Long-term investment

The respite center is being funded this year as a trial program, with $50,000 coming from L+M and a $50,000 grant from the Connecticut Health & Educational Facilities Authority. Examples of the people who've used the center in the 5½ months it's been open provide ample evidence that it should become permanent, Zall and others said.

Tina Belmont, a nurse with the Visiting Nurse Association of Southeastern Connecticut, has been providing care at the respite center seven to eight hours per week.

"We make follow-up appointments, make sure they have transportation to the appointments," she said. "So many of these things would fall through the cracks."

She told of one young woman who came to the respite center with a nephrostomy tube and catheter due to kidney failure, and was also struggling with mental illness.

"We got her here and calmed her down, and got the medications she needed and changed her dressings," Belmont said. "She couldn't go to the meal center because of the risk of infection. She needed lots and lots of rest."

She's also cared for those with congestive heart failure, broken jaws, diabetes complications, frostbite and a man who had been staying at the bus shelter in Norwich after lung surgery.

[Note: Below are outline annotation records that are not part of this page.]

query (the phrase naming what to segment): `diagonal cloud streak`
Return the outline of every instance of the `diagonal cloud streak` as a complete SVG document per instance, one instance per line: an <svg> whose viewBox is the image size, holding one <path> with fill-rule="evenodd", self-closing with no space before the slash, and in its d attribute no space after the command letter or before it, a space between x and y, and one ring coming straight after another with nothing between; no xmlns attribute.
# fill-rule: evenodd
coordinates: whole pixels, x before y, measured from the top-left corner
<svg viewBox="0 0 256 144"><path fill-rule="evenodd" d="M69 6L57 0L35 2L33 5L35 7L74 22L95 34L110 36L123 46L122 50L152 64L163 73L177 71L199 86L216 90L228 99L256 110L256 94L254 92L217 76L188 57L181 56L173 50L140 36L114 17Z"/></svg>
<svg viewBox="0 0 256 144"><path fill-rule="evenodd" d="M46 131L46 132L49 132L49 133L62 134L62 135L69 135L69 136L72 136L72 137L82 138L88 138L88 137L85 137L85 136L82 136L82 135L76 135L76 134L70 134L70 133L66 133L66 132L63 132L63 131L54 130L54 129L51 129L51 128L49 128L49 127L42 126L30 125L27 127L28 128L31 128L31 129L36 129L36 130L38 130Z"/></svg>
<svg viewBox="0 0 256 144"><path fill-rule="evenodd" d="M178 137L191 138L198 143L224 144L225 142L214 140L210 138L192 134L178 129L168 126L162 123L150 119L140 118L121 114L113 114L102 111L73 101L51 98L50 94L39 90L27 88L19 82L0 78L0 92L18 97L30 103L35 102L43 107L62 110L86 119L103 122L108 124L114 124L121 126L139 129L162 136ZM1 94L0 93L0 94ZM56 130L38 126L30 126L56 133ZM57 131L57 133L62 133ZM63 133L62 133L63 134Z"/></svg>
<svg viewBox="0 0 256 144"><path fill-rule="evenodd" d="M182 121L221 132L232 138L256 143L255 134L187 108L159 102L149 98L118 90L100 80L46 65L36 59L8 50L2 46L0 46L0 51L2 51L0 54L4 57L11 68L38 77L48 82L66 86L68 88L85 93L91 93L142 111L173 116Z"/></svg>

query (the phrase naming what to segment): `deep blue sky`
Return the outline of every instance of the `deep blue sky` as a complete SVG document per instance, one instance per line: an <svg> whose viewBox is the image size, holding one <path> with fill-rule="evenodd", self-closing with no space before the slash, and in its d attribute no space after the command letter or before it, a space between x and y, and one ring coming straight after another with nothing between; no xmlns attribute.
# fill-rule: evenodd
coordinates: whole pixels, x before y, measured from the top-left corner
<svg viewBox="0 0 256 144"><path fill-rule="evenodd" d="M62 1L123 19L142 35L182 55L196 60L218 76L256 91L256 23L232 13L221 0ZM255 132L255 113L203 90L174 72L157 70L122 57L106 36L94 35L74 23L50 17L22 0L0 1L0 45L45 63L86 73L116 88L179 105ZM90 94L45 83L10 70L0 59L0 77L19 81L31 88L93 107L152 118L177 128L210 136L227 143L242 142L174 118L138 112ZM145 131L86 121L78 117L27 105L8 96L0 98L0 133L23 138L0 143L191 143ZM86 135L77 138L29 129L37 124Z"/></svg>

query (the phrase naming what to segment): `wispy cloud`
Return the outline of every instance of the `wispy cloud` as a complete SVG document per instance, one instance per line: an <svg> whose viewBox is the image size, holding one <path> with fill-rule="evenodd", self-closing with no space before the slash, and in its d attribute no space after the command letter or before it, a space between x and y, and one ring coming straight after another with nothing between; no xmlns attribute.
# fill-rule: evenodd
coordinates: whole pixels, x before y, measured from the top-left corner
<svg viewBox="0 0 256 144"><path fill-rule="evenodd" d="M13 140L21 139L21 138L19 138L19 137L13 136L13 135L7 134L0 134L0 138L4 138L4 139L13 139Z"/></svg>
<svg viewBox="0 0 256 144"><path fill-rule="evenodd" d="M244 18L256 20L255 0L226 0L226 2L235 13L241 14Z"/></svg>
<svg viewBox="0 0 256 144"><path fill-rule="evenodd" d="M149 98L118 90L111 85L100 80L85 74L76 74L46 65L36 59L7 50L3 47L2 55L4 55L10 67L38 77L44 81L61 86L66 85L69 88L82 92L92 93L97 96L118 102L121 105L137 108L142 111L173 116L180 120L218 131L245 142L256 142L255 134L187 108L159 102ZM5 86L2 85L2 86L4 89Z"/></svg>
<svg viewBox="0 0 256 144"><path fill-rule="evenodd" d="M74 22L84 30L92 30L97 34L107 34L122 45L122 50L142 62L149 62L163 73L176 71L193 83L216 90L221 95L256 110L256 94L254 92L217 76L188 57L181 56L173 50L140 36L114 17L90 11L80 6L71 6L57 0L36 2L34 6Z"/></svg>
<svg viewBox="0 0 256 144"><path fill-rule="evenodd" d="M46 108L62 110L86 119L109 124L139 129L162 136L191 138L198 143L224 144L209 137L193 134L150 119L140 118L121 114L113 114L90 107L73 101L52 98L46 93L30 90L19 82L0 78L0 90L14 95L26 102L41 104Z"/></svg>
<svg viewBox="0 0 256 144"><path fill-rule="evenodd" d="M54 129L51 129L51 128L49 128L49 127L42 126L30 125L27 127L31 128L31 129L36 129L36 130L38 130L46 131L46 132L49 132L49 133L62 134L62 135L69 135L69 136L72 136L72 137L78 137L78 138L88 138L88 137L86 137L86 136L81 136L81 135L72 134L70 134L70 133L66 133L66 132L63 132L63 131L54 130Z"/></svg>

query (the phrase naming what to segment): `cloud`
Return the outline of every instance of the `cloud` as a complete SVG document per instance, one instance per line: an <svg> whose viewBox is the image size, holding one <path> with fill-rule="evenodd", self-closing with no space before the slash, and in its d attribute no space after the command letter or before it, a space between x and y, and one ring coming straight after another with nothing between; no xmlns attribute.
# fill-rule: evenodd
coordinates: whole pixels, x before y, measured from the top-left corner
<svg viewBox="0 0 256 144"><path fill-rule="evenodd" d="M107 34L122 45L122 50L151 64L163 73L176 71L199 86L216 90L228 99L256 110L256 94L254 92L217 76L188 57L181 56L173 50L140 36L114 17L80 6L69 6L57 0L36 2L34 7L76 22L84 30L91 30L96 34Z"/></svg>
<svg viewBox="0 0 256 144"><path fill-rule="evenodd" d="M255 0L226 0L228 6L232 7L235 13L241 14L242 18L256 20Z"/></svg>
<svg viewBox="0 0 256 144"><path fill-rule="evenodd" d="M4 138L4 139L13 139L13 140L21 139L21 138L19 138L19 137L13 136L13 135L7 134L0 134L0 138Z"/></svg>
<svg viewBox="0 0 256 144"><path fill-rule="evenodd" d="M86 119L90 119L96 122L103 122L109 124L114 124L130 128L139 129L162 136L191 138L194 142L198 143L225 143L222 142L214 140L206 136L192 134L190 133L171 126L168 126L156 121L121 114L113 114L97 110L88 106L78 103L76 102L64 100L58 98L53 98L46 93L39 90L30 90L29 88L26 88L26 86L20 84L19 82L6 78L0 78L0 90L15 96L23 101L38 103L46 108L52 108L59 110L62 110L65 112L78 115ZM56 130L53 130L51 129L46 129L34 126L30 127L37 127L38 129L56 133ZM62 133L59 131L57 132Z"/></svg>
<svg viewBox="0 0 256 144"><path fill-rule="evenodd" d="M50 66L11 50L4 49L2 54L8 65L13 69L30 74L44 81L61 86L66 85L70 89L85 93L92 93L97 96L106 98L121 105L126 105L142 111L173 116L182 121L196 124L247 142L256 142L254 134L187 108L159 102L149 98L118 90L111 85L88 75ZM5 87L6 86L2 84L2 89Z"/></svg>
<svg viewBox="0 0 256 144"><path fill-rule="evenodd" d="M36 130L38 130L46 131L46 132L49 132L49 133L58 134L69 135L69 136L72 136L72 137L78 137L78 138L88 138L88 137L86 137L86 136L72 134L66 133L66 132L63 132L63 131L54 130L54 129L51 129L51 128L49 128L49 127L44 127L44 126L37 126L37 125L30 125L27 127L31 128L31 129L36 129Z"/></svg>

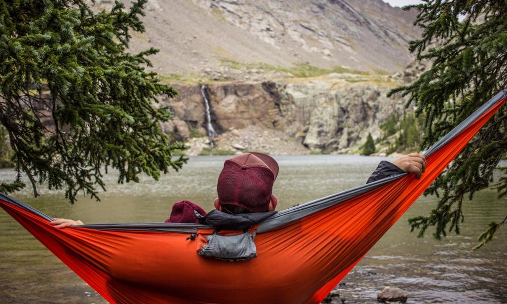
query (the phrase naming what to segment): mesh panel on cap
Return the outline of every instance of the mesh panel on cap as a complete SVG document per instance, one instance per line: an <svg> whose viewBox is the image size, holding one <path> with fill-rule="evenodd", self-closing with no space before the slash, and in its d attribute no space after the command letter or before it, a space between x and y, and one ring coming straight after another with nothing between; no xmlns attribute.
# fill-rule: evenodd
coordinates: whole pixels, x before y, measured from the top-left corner
<svg viewBox="0 0 507 304"><path fill-rule="evenodd" d="M249 166L241 168L237 163L226 161L216 190L222 205L235 205L253 212L268 209L274 178L273 173L264 166Z"/></svg>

"He slept and slept and slept when he came here," she said. "We monitored his vital signs, and he was able to go back home. We prevented a rehospitalization."

Several people have stayed in the respite center after hospitalization for a psychiatric episode, Zall said.

"The transition from inpatient to outpatient can be really problematic," she said. Any progress made in the hospital can quickly unravel without the medication monitoring, transportation to appointments and other services available at the respite center, she added.

Zall said she believes the respite center is a wise long-term investment, not only improving health care for the homeless but also the entire community by easing the load on hospitals.

"My hope is that we can convince the hospitals that this will save them money on length of stay for uncompensated care, and unburden the emergency rooms of people who can't be released," she said.